マツダ「ロードスター」は280万円台という価格帯でGR86と競合しますが、オープン2シーターという点で車格・用途が異なります。次期GR86がマツダとの協業で開発される可能性が浮上していることもあり、今後の動向が注目されます。
GR86の歴史おさらい(初代86〜現行GR86)
GR86のルーツをたどると、1983年に登場した「AE86(カローラレビン/スプリンタートレノ)」に行き着きます。1.6L 4A-GEエンジンを搭載したこのモデルは、軽量・FR・高回転型エンジンという組み合わせでスポーツカーファンに熱狂的に支持されました。「頭文字D(イニシャルD)」の主人公・藤原拓海の愛車としても有名で、今なお"ハチロク"の愛称とともに世界中でカルト的な人気を誇っています。

その精神的後継車として2012年に登場したのが初代「トヨタ86(ZN6型)」です。スバルとの共同開発により誕生し、水平対向4気筒2.0L(FA20型・200ps)を縦置きFR方式で搭載。低重心・軽量・高剛性ボディで誰もが扱いやすいスポーツカーとして話題を呼びました。欧州では「GT86」、北米ではサイオン「FR-S」としても販売され、グローバルなヒット作となりました。2016年にはマイナーチェンジを実施し、2019年まで販売が続けられました。
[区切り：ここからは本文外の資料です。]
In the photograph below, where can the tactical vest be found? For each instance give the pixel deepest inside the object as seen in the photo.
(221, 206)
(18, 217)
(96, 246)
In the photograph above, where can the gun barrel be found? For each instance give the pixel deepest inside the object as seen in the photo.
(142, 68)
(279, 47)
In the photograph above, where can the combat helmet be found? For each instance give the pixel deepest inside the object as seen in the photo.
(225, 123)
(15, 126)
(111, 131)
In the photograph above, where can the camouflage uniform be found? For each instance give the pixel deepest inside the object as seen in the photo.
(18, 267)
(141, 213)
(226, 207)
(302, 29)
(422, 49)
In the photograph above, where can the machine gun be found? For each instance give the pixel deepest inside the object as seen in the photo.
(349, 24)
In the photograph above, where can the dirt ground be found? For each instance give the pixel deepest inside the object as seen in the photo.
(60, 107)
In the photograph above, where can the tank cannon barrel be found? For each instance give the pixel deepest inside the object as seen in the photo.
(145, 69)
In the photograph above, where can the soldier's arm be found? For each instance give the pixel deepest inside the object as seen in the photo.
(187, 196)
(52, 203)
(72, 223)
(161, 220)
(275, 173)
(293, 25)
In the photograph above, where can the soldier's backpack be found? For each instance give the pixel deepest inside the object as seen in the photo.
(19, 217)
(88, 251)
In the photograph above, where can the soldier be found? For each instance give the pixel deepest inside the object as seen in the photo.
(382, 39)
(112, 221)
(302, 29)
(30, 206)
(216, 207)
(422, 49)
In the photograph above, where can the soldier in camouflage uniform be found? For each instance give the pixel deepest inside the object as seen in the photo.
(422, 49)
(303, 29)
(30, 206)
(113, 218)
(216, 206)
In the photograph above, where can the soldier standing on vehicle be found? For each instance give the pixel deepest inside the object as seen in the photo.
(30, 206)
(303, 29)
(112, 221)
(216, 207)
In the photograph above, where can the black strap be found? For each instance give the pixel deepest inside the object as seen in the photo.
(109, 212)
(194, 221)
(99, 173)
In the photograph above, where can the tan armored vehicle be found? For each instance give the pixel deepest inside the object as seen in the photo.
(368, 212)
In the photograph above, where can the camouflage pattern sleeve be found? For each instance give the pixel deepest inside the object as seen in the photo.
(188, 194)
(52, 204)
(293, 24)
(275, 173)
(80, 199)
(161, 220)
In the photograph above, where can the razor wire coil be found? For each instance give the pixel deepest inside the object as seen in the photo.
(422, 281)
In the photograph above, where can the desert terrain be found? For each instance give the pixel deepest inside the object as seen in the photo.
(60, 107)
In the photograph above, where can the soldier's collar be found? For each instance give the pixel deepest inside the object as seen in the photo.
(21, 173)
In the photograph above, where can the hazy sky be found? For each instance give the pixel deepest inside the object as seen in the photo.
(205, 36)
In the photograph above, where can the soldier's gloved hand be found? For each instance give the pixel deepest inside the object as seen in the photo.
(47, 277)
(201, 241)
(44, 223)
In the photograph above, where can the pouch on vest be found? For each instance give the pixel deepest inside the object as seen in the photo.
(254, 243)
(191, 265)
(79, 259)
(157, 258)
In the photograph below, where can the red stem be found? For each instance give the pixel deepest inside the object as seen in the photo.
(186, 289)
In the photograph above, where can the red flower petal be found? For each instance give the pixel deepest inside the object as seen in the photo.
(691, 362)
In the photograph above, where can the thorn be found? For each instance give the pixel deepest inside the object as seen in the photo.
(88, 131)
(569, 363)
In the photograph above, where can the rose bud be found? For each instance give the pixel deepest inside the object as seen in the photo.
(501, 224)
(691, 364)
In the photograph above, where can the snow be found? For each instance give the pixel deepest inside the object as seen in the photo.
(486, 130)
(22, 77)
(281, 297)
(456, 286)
2021年10月に登場した現行の「GR86(ZN8型)」は、GAZOO Racingブランドのグローバルモデル第3弾として投入された2代目です。エンジンを2.4Lに拡大してトルクを大幅強化し、ボディ剛性も飛躍的に向上。「GR」ブランドが持つスポーツ性をより強く打ち出したモデルへと進化しました。発売後も精力的に改良が続けられており、2023年にはMT車へのアイサイト標準搭載、2024年の走行性能アップデート、2025年のエンジン点火系回路改良、そして2026年のトリプルカメラ化と、着実にアップデートが重ねられています。
まとめ
トヨタGR86は2026年現在もなお、国産FRスポーツカーの筆頭として強い存在感を放っています。2026年7月に予定されるF型改良では、トリプルカメラ化アイサイトの採用やスロットル・シフトフィールの改善により、安全性と走りの両面がさらに磨き上げられます。購入を迷っている方は、この改良を機に手に入れる絶好のタイミングと言えるでしょう。
一方で、2028年頃に噂される3代目GR86のフルモデルチェンジは、テンロクターボエンジンへの転換という歴史的な意味を持ち、AE86へのオマージュという観点からも非常にワクワクさせる内容です。スペックや価格帯が大きく変わる可能性があるため、最新情報を随時チェックすることをおすすめします。
どの世代のGR86を選ぶにせよ、純粋なFRスポーツカーとしての楽しさと完成度の高さは揺るぎないものがあります。ハチロクの名を受け継ぐこのクルマが次の世代でどんな姿を見せてくれるのか、引き続き注目していきましょう。
※本記事の情報は2026年6月時点の最新情報をもとに作成しています。価格・スペック・発売日はいずれも予告なく変更される場合があります。正式情報はトヨタ公式サイト(toyota.jp/gr86)にてご確認ください。